= Guthormr sindri =

10th-century Norwegian skald

Guthormr sindri (or Gothormr sindri) is a 10th-century Norwegian skald. He was a court-poet of king Haraldr Fairhair (hárfagri) and his sons, Hálfdan the Black (svarti) and Hákon the Good (góði), for whom he composed the Hákonardrápa.

Snorri Sturluson relates how Guthormr intervened between Haraldr and Hálfdan and succeeded in putting an end to their conflict:
| When Halfdan the Black heard this he levied ships and men, so that he had a great force, and proceeded with it to Stad, within Thorsbjerg. King Harald lay with his men at Reinsletta.
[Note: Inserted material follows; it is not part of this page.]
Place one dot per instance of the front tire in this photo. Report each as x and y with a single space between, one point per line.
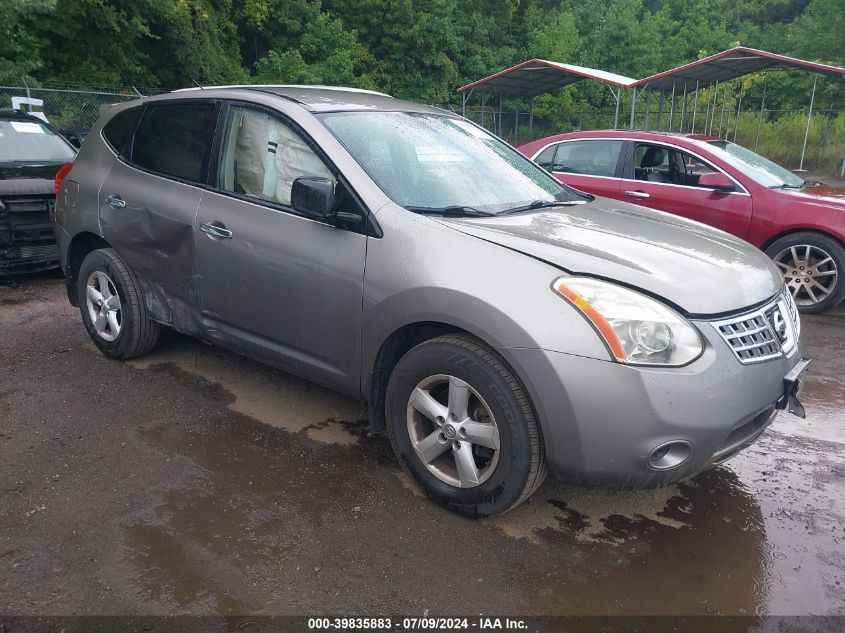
462 426
813 266
113 307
Now people went between them, and among others a clever man called Guthorm Sindre, who was then in Halfdan the Black's army, but had been formerly in the service of King Harald, and was a great friend of both. Guthorm was a great skald, and had once composed a song both about the father and the son, for which they had offered him a reward. But he would take nothing; but only asked that, some day or other, they should grant him any request he should make, which they promised to do. Now he presented himself to King Harald, brought words of peace between them, and made the request to them both that they should be reconciled. So highly did the king esteem him, that in consequence of his request they were reconciled. —Harald Harfager's Saga (39), Laing's translation |
The Hákonardrápa is Guthormr's only known work, since the poems about Haraldr Fairhair and Hálfdan the Black mentioned by Snorri were lost. Six stanzas and two half stanzas of the Hákonardrápa are preserved in Snorri's Hákonar saga góða and in Óláfs saga Tryggvasonar en mesta. The poem recounts the battles won by Hákon the Good against the Danes (1-2), his raids in Zealand, Scania and Götaland (3-4) and his victories over the sons of his brother Eric Bloodaxe (6-8).